Vendredi 13 décembre, François Bayrou (Modem) succède donc à Michel Barnier (LR). Michel Barnier est resté à Matignon 90 jours. La nomination d’un ancien ministre de l’Éducation nationale peut-elle susciter un espoir pour l’École qui traverse une période de crises profondes ?
Rien n’est moins sûr, François Bayrou est un fidèle d’Emmanuel Macron. Et le président Macron considère l’éducation comme son domaine réservé. Le soutien de la première heure du président Macon contredira-t-il la politique éducative mise en place depuis 2017 ? En février 2024, il avait refusé d’entrer au gouvernement de Gabriel Attal dont il disait ne pas pouvoir « mettre en œuvre cette politique », celle du choc des savoirs et des groupes de niveau. Il s’est dit « persuadé qu’on peut redresser l’Education nationale », précisant la méthode et la volonté politique « de faire ça avec les enseignants ». Si François Bayrou persévère sur cette méthode et dans cette critique, ce sera une première depuis 2017, première qui devrait être bien accueillie par le monde de l’éducation. Toutefois, la question se pose : l’ancien ministre de l’Education nationale reprendra-t-il ses chevaux de bataille compatibles avec la vision macroniste ?
François Bayrou, ministre de l’Éducation (1993-1997)
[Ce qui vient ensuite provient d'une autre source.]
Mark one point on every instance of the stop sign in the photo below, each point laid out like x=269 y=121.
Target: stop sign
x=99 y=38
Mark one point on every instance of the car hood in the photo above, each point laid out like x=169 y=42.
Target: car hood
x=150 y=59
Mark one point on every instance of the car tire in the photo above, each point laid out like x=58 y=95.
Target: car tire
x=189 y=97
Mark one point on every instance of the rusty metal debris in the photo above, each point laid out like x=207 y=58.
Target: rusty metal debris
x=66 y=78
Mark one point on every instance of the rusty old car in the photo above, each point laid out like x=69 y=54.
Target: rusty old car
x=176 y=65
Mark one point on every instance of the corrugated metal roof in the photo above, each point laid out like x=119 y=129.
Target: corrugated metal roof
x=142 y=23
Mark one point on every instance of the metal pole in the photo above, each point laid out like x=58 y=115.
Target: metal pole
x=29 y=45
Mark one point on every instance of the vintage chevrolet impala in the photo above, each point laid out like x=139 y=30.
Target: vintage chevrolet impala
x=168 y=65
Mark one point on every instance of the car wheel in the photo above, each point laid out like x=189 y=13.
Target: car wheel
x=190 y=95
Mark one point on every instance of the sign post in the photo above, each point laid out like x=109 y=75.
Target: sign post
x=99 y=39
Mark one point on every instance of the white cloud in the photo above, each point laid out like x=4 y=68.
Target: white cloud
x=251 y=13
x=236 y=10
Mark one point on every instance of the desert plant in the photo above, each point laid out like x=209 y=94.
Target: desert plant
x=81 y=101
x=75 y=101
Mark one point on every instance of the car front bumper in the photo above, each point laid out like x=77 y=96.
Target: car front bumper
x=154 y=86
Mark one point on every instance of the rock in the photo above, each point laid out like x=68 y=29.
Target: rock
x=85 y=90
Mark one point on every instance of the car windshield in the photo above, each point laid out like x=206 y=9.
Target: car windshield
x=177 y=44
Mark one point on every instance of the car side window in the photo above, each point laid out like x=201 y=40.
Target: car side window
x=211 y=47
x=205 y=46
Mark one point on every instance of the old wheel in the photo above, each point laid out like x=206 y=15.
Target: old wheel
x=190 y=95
Nommé par Edouard Balladur Ministre de l’Education nationale à l’âge de 42 ans, François Bayrou est resté rue de Grenelle de 1993 à 1997. Le professeur de lettres, agrégé de lettres classiques, a enseigné 6 ans. En 1993, il souhaitait supprimer la carte scolaire et donner le libre choix aux familles. Une vidéo de l’INA résume les projets du ministre Bayrou, en adéquation avec le projet du président Emmanuel Macron, 20 ans plus tard : l’attachement aux fondamentaux lire, écrire, compter, l’autonomie aux régions, la régionalisation des lycées professionnels et de l’apprentissage, la rémunération des professeurs au mérite.
De ces quatre années passées au ministère, le fait le plus marquant a été la plus grande manifestation nationale de défense de l’Ecole publique et laïque quand le ministre Bayrou a voulu réformer la loi Falloux et déplafonner les subventions des collectivités territoriales pour les établissements d’enseignement privé sous contrat. Cette initiative a été censurée par le Conseil constitutionnel. Enfin, le ministre Bayrou avait supprimé des postes de professeurs, 5000 en 1997.
45 ans d’expérience politique
L’expérience de l’élu de 73 ans est celle d’un homme politique, il a très peu enseigné, il a eu différents mandats depuis 1982, après avoir été cabinet du ministre Pierre Méhaignerie en 1979.
François Bayrou a été trois fois candidat à l’élection présidentielle, ministre, député européen, député à l’Assemblée nationale, maire de Pau. En 2020 Il a été nommé par le président Macron haut-commissaire au Plan. Il a été mis en examen dans un dossier d’assistants parlementaires pour complicité de détournement de fonds publics, et relaxé « au bénéfice du doute ».
Le Premier ministre François Bayrou a été nommé pour former un gouvernement et négocier avec toutes les forces politiques. Le sujet de l’École est un sujet de discorde entre la gauche et la droite, trouver un compromis, tant le rejet de la politique menée est unanime, semble impossible. Dès lors, le choix du ou de la 6ème ministre de l’Éducation nationale en 2 ans indiquera si c’est (encore) la continuité dans le changement, un énième nom sans modification de cap Rue de Grenelle. Si le ministre de l’Éducation nationale Bayrou de 1993 était compatible avec le président Macron et la politique éducative menée, le maire de Pau en 2024 laisse un espoir à la communauté éducative d’abandonner une réforme – ou certaines de ses mesures- massivement rejetée.